Former MMA star proves she can fight, but not act, in atrocious Dublin-based action flick.

Roe McDermott, 23 Jan 2012

After suffering through Steven Soderbergh’s painfully dull Dublin-based action flick, I can offer only one explanation as to how Haywire came about: someone in Fáilte Ireland has photos of Soderbergh with a large tub of Vaseline and a goat.

At least, I hope so, because if Soderbergh is genuinely proud of this embarrassing, awfully scripted, unengaging mess that’s less like Out Of Sight and more like a violent episode of Fair City with the soundtrack of a ‘70s Charlie’s Angels-themed porno, the once-celebrated master of classy crime capers clearly needs to be euthanised immediately.
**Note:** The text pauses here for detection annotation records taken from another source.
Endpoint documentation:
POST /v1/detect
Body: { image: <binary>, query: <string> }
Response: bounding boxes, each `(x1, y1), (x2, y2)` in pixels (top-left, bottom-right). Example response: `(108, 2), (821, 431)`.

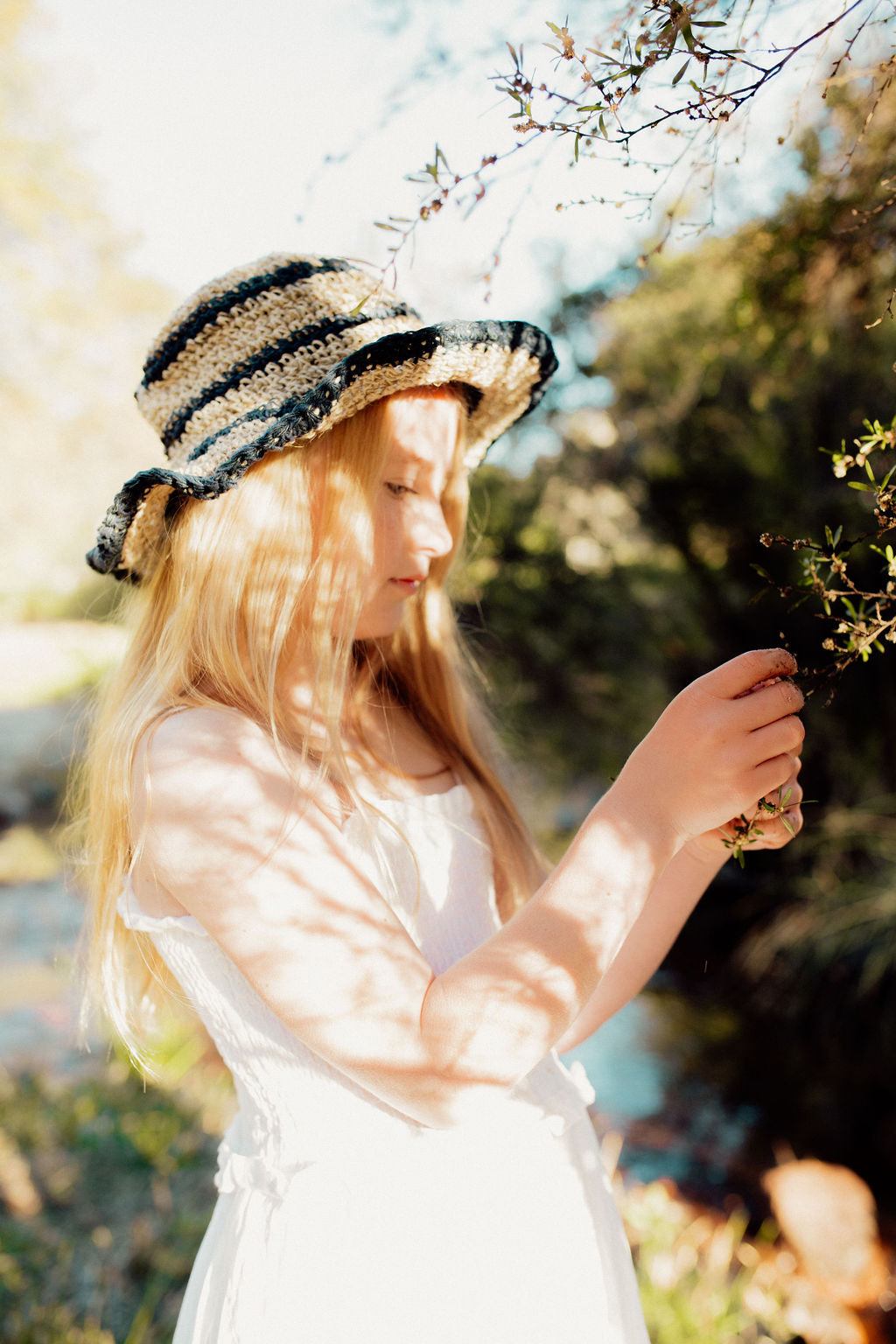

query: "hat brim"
(88, 321), (556, 581)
Much like Soderbergh’s The Girlfriend Experience, which cast porn star Sasha Grey in a role that played to her strengths, Haywire doesn’t see the director stretching his leading lady too much. Former MMA star Gina Carano’s role as a ballsy covert operative forced to go rogue not only plays up her Angelina-Lite beauty but allows her to peacock her indisputably impressive fighting skills. Unfortunately, also like The Girlfriend Experience, Haywire reeks of apathy, awkwardness and amateur acting, and a director who finally seems to have abandoned even the pretence of substance over a very questionable style.
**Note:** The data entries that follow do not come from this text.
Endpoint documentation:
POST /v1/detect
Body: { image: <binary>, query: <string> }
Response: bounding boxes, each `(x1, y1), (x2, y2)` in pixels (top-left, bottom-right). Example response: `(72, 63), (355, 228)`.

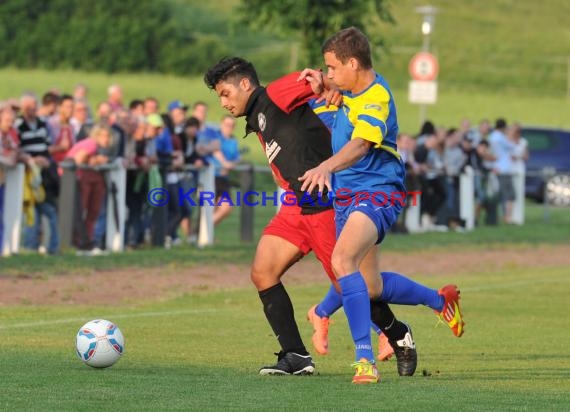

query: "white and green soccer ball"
(75, 319), (125, 368)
Though Hollywood needs a new action heroine, Carano’s elementary acting skills just aren’t up to the task, and when not grappling with enemy operatives, she seems desperately uncomfortable. To be fair, she’s not helped by the horribly clichéd script which forces her to utter incredibly enlightening statements like, “I don’t wear the dress,” in case her half-hour long pulverisation of (a wasted) Michael Fassbender in a Shelbourne suite left you thinking she was a wallflower.

This could be overlooked if Carano’s fight scenes were genuinely entertaining, but even they bypass indulgent and head straight for Team America-vomiting-sequence territory, as the sheer length and repetition of each wall-running, neck-breaking fight becomes tragically comic.

And the awkwardly shot Dublin looks grey and drab too, so it’s not even a decent ad! Fáilte Ireland, release those pics.